From: Gregg Reynolds (firstname.lastname@example.org)
Date: Wed Jul 13 2005 - 10:37:22 CDT
Peter Kirk wrote:
> On 13/07/2005 00:52, Gregg Reynolds wrote:
>> ... From the Unicode perspective, a sequence of characters like
>> é is just a sequence of 5 distinct characters with no further
>> semantics. Interpreted in accordance with XML, however, such a
>> sequence *must* (not "may") be interpreted as e acute. Note that (if
>> I'm not mistaken) such interpretation logically precedes other
>> parsing. That is, an XML parser will first interpret (i.e.
>> substitute) character *entities*, and then parse the resulting text.
>> So what gets passed from the XML parser to higher-level processors is
>> e acute, not the five character sequence é. ...

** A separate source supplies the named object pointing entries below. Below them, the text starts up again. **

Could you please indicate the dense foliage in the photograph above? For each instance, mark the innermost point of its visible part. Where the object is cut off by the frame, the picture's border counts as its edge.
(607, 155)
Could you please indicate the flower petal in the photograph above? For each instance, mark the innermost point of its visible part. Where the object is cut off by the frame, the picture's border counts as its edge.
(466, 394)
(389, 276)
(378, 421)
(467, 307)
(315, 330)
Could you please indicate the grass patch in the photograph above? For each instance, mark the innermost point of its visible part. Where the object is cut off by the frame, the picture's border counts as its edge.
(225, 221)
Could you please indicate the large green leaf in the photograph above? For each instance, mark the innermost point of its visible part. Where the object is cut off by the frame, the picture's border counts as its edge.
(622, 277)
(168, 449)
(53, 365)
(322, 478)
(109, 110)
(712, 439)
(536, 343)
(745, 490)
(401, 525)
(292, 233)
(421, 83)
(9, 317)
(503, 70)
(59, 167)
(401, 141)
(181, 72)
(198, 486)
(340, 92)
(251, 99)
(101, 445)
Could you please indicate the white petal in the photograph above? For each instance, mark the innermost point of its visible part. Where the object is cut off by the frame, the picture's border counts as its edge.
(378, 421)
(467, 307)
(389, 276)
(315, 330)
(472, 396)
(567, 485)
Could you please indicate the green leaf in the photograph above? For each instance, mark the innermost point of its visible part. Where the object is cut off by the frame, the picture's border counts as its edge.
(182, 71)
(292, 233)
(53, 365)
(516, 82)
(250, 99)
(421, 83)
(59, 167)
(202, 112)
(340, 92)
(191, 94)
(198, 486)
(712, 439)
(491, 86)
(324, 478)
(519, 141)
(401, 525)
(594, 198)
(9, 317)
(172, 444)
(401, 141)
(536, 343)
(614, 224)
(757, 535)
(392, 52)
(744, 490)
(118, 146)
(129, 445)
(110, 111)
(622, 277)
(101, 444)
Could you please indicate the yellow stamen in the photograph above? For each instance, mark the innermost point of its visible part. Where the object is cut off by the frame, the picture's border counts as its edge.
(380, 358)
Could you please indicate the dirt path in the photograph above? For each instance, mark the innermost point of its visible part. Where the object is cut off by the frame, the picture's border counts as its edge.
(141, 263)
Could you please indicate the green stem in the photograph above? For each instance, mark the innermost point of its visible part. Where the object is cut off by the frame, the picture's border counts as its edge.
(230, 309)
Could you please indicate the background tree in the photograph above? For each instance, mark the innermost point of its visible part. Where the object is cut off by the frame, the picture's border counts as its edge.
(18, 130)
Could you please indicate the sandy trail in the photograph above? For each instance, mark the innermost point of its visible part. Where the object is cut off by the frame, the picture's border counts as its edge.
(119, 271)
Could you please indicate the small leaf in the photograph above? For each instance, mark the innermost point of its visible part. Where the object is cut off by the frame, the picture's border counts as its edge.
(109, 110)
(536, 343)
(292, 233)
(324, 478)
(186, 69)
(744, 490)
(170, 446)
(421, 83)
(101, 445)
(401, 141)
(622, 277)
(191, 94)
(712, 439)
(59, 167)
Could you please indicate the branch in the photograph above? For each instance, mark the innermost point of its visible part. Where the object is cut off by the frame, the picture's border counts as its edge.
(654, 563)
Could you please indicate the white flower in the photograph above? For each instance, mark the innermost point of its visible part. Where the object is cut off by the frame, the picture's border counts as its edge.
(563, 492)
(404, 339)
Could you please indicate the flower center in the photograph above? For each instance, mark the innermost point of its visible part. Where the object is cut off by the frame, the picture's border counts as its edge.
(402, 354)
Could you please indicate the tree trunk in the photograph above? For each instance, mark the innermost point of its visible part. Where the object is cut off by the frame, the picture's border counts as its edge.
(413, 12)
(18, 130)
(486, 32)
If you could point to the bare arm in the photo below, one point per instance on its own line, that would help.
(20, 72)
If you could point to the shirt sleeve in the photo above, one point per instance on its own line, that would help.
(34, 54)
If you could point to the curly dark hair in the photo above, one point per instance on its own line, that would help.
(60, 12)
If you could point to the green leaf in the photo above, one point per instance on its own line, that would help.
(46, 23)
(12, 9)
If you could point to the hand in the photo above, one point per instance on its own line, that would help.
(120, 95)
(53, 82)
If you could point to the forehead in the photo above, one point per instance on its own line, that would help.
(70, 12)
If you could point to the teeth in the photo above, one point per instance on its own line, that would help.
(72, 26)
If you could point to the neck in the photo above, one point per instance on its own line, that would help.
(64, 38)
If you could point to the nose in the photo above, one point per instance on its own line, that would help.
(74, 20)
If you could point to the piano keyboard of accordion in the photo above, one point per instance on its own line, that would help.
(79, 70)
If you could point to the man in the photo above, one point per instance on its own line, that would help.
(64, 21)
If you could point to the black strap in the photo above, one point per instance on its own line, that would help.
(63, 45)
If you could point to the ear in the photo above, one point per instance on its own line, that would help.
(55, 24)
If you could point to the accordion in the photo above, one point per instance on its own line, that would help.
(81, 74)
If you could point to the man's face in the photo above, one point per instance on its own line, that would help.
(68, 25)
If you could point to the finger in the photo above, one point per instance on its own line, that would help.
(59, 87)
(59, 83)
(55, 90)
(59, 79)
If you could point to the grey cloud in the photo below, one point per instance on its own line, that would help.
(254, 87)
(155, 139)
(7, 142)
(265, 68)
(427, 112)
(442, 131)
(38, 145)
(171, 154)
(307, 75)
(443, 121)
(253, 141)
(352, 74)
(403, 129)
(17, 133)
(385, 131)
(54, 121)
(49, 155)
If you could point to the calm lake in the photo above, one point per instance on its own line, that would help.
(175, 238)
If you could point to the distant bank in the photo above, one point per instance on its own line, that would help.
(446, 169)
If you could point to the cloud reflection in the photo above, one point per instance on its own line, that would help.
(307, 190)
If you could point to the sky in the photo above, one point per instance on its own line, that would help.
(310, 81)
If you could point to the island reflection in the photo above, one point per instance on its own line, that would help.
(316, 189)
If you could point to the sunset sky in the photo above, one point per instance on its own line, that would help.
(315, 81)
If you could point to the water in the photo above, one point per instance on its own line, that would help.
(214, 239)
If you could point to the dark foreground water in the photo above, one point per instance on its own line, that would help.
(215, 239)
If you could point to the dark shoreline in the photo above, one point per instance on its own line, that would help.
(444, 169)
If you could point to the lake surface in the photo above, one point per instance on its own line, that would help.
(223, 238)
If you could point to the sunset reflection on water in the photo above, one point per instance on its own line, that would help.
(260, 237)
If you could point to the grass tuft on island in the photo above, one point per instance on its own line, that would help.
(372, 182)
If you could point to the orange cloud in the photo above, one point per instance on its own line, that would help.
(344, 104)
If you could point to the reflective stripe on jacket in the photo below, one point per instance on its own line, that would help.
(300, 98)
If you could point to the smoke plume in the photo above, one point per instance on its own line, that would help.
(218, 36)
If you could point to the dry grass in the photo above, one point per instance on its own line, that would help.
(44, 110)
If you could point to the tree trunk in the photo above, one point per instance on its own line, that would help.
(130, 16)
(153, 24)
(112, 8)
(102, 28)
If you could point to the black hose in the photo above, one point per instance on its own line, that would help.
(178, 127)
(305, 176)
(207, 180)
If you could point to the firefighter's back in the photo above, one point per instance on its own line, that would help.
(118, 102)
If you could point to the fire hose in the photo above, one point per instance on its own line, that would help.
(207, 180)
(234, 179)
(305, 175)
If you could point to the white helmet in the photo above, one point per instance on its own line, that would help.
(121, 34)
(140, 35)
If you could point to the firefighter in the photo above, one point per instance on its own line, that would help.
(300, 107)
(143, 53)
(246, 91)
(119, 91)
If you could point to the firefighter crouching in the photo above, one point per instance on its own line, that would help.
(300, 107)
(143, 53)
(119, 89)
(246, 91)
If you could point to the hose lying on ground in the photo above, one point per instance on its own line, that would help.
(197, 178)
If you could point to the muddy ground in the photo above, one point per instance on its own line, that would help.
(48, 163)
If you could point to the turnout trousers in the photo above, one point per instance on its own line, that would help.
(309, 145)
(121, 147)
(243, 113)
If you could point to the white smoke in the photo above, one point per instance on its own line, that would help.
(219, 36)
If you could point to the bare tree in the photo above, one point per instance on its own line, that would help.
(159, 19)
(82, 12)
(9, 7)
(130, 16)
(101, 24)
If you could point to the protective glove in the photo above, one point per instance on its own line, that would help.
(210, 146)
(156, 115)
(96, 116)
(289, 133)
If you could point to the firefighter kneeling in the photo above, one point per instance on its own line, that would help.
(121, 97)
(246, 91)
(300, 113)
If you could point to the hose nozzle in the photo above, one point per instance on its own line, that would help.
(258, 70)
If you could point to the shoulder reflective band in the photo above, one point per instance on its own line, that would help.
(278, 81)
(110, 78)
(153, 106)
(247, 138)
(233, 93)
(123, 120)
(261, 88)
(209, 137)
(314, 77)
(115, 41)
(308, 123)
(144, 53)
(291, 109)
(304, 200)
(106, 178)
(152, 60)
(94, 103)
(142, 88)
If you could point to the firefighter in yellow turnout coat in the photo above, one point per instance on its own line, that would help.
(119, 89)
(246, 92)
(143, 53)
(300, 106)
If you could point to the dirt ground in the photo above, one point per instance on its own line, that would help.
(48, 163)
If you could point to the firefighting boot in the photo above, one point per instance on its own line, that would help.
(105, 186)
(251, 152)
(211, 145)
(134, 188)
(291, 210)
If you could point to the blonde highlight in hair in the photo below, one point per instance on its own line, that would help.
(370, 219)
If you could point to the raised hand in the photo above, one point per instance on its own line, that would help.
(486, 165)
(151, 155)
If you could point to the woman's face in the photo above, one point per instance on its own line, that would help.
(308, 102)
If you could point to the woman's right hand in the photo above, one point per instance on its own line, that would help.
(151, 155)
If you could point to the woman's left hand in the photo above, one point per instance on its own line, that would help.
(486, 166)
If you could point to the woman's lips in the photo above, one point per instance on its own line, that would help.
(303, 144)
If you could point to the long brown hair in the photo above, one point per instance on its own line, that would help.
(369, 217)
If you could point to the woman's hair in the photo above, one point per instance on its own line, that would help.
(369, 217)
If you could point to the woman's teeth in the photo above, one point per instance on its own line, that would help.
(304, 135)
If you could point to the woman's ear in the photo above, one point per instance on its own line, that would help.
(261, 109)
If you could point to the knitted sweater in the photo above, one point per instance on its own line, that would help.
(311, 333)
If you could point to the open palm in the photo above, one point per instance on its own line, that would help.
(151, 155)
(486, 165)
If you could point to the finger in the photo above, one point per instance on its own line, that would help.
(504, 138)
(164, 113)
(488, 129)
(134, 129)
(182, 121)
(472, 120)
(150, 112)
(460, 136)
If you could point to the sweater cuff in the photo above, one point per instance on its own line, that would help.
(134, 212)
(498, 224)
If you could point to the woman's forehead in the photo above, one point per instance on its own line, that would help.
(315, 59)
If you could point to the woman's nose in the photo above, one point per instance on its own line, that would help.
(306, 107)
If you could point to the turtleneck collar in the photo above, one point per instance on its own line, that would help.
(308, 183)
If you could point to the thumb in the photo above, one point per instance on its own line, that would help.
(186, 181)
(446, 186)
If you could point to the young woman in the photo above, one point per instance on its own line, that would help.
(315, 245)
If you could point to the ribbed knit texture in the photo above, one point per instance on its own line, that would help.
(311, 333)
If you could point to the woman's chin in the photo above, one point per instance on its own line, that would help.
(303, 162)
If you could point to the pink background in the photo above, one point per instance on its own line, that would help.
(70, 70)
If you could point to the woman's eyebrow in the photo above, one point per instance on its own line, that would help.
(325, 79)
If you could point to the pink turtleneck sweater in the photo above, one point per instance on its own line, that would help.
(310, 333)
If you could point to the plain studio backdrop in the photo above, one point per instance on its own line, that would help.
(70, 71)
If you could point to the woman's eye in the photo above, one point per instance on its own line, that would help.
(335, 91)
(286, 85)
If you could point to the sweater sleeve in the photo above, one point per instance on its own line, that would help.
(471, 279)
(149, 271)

> I don't think you can be quite right, at least unless XML is quite
> different from HTML here. For surely in both HTML and XML character
> entities like < can and should be used to replace the character "<"
> when this is not to be interpreted as the start of a tag. This implies
> that character entities are parsed not as the first stage of parsing,
> but only after "<" is recognised as the start of a tag.
I stand corrected. What I should have said is that an XML parser will
first *replace* character entities, before passing the data to the
consuming application. When that happens in relation to parsing (i.e.
checking for well-formedness) is implementation-dependent, if I'm not
mistaken. I find the XML spec a little fuzzy on that point (I can't
wait for the English translation); it talks about at least < and some
other char entities being "escaped".